I've met someone who I've been talking a lot with and who wants to meet me. But I'm too ashamed of how I look. I didn't realize how emotional this journey would be. I know what I need to do to lose the weight, but I'm not so sure how to lose the self-loathing.

Replies

  • azwen
    azwen Posts: 237 Member
    Options
    It sounds like you are really on the right path to being well physically and emotionally. I do think you have one big strength: you know that the idea that you are "not worthy of dating" came from your ex; it is not reality at all. He sounds like was trying to control you and make you feel dependent on him (whether on purpose or because he had his own insecurities and dealt with them poorly, I don't know). Now you are looking and feeling much better, and you will get better and better as the months go by. But how to shake those ideas that are still hanging with you? I'd say just facing them when they arise and labeling them for what they are: lies someone else told you. I have OCD, and I know that often when a weird anxiety about something pops into my head, just being able to say to myself, "That's just my OCD" takes a lot of the power of the thought away.
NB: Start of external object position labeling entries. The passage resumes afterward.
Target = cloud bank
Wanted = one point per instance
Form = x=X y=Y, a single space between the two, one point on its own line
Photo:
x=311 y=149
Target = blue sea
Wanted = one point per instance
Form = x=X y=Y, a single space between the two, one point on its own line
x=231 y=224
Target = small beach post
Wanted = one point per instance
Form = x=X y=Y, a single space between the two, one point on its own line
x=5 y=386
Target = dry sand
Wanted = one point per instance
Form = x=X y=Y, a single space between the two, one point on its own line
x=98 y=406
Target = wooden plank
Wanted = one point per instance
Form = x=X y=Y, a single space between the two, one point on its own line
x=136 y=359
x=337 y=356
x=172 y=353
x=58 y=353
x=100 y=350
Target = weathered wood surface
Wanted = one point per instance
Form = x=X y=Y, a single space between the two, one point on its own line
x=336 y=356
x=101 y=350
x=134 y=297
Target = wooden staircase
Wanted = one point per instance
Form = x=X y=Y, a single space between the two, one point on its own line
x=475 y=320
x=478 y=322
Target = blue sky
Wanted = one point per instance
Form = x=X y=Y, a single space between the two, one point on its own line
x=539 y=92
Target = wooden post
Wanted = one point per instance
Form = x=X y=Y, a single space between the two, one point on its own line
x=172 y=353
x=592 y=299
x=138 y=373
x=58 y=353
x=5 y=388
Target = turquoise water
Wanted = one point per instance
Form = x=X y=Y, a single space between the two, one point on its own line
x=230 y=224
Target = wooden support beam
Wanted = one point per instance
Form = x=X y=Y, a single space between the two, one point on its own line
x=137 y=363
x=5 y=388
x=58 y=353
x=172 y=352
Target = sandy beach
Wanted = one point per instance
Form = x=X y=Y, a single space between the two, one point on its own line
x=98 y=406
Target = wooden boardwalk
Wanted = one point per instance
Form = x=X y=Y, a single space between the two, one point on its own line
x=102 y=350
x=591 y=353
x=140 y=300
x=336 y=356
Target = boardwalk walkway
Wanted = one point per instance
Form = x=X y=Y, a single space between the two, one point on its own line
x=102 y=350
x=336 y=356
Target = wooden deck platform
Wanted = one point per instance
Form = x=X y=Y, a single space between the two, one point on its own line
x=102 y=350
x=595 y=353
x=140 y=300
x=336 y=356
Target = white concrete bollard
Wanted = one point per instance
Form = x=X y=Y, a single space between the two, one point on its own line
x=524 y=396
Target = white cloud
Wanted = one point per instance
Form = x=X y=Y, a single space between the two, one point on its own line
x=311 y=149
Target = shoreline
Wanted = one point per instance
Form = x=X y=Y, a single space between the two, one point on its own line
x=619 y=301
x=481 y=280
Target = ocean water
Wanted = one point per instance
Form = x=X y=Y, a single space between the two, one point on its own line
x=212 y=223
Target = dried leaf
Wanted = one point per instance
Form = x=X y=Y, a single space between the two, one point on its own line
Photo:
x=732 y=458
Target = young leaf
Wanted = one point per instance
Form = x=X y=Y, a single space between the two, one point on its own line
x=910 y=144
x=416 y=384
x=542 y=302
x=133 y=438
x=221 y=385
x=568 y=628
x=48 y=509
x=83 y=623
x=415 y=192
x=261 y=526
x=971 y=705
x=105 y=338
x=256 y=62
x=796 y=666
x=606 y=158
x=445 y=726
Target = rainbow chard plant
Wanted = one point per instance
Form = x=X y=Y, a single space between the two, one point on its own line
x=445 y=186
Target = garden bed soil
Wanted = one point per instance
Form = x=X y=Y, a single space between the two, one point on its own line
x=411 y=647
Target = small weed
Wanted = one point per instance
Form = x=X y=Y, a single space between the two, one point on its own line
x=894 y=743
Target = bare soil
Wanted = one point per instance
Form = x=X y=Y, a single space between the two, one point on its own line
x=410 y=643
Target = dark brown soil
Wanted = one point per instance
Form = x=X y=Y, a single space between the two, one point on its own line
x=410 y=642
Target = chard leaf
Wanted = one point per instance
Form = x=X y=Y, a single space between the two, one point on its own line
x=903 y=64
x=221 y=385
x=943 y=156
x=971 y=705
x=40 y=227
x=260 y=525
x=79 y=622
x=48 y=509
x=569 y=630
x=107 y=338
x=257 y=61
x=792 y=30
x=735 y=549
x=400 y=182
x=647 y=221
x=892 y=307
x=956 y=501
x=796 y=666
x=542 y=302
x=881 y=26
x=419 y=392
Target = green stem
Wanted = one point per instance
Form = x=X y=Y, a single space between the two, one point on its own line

Maybe that can help in your case, when you find yourself thinking that you're unworthy? Just say, "That's an old lie I don't have to listen to anymore". I find that immersing my mind and body in things that are positive and productive helps me with unwanted thoughts, too. Playing an instrument, participating in a hobby, etc. Maybe learning a new sport or fitness activity? I think it will take time for you to learn to take the power out of those thoughts you're having. Give yourself time, and just keep reminding yourself they are not true. Do you have friends around who are supportive?

    Also, as to whether you should meet this guy or not, that's your call. Dating is rough, and you want to be ready for it. It could be lots of fun, though.

    Well, I don't know if I've helped at all, but great job on your exercise and diet changes, and keep going with these positive changes in your life. You are doing great!
  • silentKayak
    silentKayak Posts: 658 Member
    Options
    You are absolutely worthy of dating. Your weight has nothing to do with your worth as a person. It sounds like you've met someone who recognizes that. I'd give him a chance.
  • lunalee84
    lunalee84 Posts: 372 Member
    Options
    Like Zarckon said- You are worthy and deserve to be loved my an amazing man. Is this guy him? who knows, but you will never know if you don't give it a chance. If it doesn't work out you just have to look at it as you were not compatible, but you will be with someone, someday. Be proud of the changes you have and are making!
  • Christineclendaniel
    Options
    I still have a negative self image...and I probably will for a long time. But that is something I need to work on and recognize that. You are beautiful! Don't let the scars of your ex ruin your future happiness. Does the man you're speaking to know that you are currently on a healthier living path?
  • KPeriandri
    KPeriandri Posts: 19 Member
    Options
    This breaks my heart. Don't ever let someone bring you down like that. Believe me, those thoughts will never go away (I know that sounds awful!) I have been there before. Those are damaging words.. but be honest with yourself. Are you worth it? From what I am reading, you are completely worth it. A strong and incredibly smart woman who took a leap and made some pretty hard decisions to get healthy and be happy.. I think you should let this person in on this new and improved you! You deserve a well rounded support system around you!